Enquanto deu, posou de oposicionista light. Quando os amigos e a família foram ao caldeirão da Receita Federal, elevou o tom.
Noutro ângulo, negativo, enxerga-se um candidato errático e oportunista. Errático por tentar se apropriar do legado que o dono do testamento diz ser de outra.
Oportunista por ter alardeado só agora uma violação de sigilo que admite conhecer desde janeiro, quando diz ter “alertado” Lula.
Seja como for, independentemente da lupa que se utilize, o resultado é a visão de um Serra batido.
Considerando-se os grandes números do Datafolha, o quadro é estacionário. Na última semana, Dilma reteve seus 50% e Serra escorregou de 28% para 27%.
Mergulando-se no miolo do relatório do instituto, descobre-se a existência de movimento.
O problema é que, nos pontos em que se mexeram, os números sorriram ora para Dilma ora para Marina, jamais para Serra.
Sorriram para Dilma, por exemplo, em Pernambuco e na Bahia. Entre os pernambucanos, ela foi de 64% para 67%. Serra, de 21% para 18%.
Entre os baianos ela subiu de 60% para 64%. Ele desceu de 22% para 18%.
Dilma caiu cinco pontos percentuais na faixa de eleitores com escolaridade superior. Para onde foram os votos? Quatro pontos percentuais engordaram o cesto de Marina.
Dilma despencou sete pontos entre os eleitores de maior renda familiar. Nesse universo, Marina beliscou seis pontos percentuais.
Disseminou-se a percepção de que, em matéria de sucessão presidencial, Serra é mesmo um político azarado.
Em 2002, época em que sopravam os ventos da mudança, cavalgava a continuidade. Em 2010, tempo de continuidade, encarna a mudança.
Numa leitura condescendente do processo, pode-se dizer que, hoje, o adversário de Serra é Lula, não Dilma. Tomado pelo Datafolha, Lula é um eleitor notável.

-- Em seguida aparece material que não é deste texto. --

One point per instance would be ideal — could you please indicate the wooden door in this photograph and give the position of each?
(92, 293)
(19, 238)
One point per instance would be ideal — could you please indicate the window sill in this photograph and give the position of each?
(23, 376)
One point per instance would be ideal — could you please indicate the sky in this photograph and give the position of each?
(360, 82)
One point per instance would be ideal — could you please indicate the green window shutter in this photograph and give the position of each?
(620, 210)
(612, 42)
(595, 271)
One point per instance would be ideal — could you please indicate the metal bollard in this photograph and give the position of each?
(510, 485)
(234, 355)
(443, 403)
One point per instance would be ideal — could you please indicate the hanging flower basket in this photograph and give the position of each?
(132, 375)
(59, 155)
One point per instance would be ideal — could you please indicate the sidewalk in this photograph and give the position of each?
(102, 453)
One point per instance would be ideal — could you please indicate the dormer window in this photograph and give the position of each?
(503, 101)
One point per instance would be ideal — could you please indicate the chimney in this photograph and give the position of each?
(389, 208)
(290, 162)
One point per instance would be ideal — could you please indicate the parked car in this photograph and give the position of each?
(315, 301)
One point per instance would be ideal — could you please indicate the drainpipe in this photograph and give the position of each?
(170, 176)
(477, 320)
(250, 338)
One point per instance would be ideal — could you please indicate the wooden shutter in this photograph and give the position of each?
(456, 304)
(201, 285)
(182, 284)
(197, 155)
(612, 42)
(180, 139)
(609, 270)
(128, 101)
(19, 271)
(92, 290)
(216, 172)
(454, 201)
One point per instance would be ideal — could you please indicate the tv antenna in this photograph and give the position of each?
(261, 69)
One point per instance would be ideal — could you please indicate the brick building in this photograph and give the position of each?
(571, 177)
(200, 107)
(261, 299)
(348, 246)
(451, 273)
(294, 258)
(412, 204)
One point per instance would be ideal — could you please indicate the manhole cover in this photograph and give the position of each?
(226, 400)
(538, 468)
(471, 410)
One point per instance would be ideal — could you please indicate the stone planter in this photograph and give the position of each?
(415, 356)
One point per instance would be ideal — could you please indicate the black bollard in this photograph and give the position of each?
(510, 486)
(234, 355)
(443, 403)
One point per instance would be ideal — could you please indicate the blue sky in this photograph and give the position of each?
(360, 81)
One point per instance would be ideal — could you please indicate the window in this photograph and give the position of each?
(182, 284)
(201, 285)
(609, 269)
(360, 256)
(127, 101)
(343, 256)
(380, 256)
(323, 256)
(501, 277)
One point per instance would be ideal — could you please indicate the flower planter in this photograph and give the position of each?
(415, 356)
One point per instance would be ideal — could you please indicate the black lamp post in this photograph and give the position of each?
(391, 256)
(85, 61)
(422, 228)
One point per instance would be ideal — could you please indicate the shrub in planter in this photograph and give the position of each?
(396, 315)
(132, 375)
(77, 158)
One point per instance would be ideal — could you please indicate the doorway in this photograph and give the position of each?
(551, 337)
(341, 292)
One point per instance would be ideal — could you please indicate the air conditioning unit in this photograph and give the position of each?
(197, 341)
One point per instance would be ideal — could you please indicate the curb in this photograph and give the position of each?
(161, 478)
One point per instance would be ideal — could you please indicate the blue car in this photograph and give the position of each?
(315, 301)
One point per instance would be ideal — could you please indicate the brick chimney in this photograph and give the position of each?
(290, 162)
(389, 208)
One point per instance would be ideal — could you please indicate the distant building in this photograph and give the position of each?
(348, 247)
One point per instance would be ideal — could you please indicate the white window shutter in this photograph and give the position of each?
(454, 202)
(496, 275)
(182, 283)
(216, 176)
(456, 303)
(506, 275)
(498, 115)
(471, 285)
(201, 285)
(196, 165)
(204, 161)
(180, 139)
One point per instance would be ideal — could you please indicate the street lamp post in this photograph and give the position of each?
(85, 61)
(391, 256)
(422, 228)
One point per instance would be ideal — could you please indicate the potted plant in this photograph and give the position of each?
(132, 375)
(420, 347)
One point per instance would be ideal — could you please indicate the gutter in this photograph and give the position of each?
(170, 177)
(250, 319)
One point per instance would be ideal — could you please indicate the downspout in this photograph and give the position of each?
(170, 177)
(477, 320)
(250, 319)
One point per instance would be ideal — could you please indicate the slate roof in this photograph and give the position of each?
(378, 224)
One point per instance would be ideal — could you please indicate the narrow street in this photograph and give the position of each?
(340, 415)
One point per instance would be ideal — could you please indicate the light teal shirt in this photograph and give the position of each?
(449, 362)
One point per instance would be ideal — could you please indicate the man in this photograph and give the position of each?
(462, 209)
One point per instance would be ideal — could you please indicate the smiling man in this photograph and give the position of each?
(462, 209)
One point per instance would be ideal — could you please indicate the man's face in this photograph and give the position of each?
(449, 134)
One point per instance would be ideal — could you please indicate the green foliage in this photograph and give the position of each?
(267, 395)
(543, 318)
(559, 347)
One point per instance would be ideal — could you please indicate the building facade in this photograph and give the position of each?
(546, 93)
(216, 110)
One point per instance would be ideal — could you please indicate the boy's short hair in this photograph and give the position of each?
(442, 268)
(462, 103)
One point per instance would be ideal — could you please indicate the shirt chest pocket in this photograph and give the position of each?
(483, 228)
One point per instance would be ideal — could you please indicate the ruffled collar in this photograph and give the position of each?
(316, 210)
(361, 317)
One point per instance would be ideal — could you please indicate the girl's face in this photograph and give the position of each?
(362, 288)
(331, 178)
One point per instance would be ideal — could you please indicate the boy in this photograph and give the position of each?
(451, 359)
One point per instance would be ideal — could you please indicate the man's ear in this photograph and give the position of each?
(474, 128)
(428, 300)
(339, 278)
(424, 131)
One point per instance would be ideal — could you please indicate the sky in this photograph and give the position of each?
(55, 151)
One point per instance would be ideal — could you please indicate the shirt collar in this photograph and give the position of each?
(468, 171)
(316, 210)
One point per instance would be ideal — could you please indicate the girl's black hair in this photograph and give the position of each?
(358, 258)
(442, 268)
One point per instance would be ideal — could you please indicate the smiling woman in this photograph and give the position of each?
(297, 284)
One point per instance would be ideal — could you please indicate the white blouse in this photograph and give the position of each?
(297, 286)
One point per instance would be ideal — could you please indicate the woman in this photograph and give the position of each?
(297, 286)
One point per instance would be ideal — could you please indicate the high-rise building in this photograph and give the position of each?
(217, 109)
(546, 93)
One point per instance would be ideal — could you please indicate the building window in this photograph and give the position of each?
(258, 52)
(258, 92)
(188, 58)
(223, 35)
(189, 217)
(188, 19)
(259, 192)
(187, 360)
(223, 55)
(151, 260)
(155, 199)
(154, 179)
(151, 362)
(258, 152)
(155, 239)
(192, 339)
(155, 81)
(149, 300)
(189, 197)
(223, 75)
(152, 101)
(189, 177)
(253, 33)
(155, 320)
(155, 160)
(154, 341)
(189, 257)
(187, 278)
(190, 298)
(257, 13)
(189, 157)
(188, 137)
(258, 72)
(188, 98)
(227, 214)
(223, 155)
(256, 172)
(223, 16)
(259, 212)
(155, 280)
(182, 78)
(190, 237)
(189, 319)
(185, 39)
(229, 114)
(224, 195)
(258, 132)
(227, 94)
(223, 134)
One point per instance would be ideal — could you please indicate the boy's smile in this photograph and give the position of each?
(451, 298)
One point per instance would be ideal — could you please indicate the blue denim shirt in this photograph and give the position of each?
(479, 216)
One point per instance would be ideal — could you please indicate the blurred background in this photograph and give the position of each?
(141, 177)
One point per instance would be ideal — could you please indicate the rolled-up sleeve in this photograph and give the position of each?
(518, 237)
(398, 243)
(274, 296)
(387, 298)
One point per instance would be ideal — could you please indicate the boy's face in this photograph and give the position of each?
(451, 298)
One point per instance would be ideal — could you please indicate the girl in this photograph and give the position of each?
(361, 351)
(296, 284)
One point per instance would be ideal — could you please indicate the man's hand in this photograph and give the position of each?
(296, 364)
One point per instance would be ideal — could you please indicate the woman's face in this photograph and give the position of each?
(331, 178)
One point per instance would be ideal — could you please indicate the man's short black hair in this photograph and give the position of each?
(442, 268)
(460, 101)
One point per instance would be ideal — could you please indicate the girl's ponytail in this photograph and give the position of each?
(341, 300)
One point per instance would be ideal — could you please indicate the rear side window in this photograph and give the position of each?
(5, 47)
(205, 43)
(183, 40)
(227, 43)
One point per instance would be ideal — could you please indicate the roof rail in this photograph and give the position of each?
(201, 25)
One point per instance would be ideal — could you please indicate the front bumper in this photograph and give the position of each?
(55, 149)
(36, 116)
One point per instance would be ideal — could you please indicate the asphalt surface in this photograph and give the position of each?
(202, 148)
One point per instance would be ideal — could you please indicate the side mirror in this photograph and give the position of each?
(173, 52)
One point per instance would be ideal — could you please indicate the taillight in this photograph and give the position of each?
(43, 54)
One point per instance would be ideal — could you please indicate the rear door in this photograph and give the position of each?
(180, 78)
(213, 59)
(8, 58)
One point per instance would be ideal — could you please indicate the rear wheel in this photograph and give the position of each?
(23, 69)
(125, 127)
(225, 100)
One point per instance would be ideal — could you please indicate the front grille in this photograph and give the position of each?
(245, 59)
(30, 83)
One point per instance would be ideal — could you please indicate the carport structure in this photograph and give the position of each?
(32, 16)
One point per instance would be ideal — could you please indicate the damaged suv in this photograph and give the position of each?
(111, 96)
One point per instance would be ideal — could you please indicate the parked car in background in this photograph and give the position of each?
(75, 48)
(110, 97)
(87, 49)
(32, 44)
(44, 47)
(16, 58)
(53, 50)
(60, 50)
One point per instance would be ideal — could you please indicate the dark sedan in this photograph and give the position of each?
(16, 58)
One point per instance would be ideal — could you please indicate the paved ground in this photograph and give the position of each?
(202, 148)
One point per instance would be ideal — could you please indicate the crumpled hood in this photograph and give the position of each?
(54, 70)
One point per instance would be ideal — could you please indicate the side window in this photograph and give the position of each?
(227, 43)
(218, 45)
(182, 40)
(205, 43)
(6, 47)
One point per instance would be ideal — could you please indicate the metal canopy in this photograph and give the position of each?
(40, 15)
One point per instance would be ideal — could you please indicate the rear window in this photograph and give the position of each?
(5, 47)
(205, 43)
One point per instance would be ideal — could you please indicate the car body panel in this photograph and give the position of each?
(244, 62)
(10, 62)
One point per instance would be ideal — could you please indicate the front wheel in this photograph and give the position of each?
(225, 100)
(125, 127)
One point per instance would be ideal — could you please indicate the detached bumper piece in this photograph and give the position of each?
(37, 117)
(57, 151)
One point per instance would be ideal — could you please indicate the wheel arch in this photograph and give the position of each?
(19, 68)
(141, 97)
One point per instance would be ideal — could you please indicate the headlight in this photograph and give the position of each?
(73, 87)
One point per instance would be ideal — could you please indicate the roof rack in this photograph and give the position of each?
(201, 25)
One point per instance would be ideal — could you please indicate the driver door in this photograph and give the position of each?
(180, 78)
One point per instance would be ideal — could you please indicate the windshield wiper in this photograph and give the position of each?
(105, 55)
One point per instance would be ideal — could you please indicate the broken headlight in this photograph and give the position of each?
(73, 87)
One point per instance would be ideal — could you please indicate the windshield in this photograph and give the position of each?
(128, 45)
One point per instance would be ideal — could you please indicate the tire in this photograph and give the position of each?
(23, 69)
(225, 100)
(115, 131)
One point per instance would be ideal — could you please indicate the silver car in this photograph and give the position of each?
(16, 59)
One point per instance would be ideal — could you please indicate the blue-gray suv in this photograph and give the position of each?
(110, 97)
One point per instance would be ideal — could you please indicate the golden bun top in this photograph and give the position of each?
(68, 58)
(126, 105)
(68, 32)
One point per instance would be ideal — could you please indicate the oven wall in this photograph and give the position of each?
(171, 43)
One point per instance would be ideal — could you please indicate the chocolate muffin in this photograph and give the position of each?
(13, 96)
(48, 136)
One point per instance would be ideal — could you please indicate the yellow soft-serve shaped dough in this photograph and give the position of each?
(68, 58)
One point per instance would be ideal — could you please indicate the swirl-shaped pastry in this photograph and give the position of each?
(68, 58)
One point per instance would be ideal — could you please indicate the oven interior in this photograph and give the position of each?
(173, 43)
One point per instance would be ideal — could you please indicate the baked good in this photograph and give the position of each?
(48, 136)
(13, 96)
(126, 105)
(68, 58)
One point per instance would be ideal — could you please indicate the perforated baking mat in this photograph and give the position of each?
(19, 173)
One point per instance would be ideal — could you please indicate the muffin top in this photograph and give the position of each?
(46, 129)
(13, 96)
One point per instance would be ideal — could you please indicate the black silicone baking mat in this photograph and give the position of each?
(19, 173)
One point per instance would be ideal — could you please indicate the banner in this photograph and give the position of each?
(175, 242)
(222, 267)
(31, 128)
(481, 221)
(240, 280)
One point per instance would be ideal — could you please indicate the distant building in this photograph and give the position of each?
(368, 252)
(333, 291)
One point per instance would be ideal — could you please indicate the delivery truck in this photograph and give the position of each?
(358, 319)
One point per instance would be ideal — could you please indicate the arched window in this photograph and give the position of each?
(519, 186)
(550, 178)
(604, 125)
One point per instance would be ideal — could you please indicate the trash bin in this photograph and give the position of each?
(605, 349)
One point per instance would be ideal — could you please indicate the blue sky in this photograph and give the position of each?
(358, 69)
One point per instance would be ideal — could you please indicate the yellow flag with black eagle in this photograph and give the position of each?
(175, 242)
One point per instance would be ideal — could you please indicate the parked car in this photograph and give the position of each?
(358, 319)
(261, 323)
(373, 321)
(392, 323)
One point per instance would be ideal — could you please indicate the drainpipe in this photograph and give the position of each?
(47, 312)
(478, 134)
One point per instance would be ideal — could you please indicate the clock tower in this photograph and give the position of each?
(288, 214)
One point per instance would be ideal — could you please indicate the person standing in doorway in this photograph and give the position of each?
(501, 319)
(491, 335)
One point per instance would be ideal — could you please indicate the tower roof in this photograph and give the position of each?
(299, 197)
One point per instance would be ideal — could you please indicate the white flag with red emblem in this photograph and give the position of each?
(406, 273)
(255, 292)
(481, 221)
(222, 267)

Quase metade do eleitorado (45%) declara que, “com certeza”, vota em quem o presidente indicar. Outros 18% afirmam que “talvez” votem no indicado de Lula.
Somando-se os dois percentuais chega-se ao potencial de transferência de votos de Lula para Dilma: 63%.
Sobram para Serra os 29% que rejeitam o nome apontado pelo “dedaço” de Lula. Um contingente que ele tem que dividir com Marina.
Numa análise menos edulcorada da campanha, chega-se à conclusão de que o problema de Serra não é Lula nem Dilma, mas o eleitor.
O dono do voto informa, uma pesquisa atrás da outra, que não deseja Serra. É como se dissesse ao pesquisador: "Não me importune mais com suas perguntas. Já decidi".
A 23 dias do fatídico 3 de outubro, vive-se sob a égide da precipitação. Lula antecipara a campanha em mais de dois anos.
E o eleitor, contente com a atmosfera benfazeja em que se misturam as bolsas e o crescimento econômico, parece ávido por antecipar o resultado.
Há uma semana, 69% achavam que Dilma vence. Hoje, compartilham dessa idéia 72%.
Na conta do Datafolha, somados apenas os votos válidos, Dilma fica com 56%. Ou seja, o triunfo pode chegar no primeiro turno.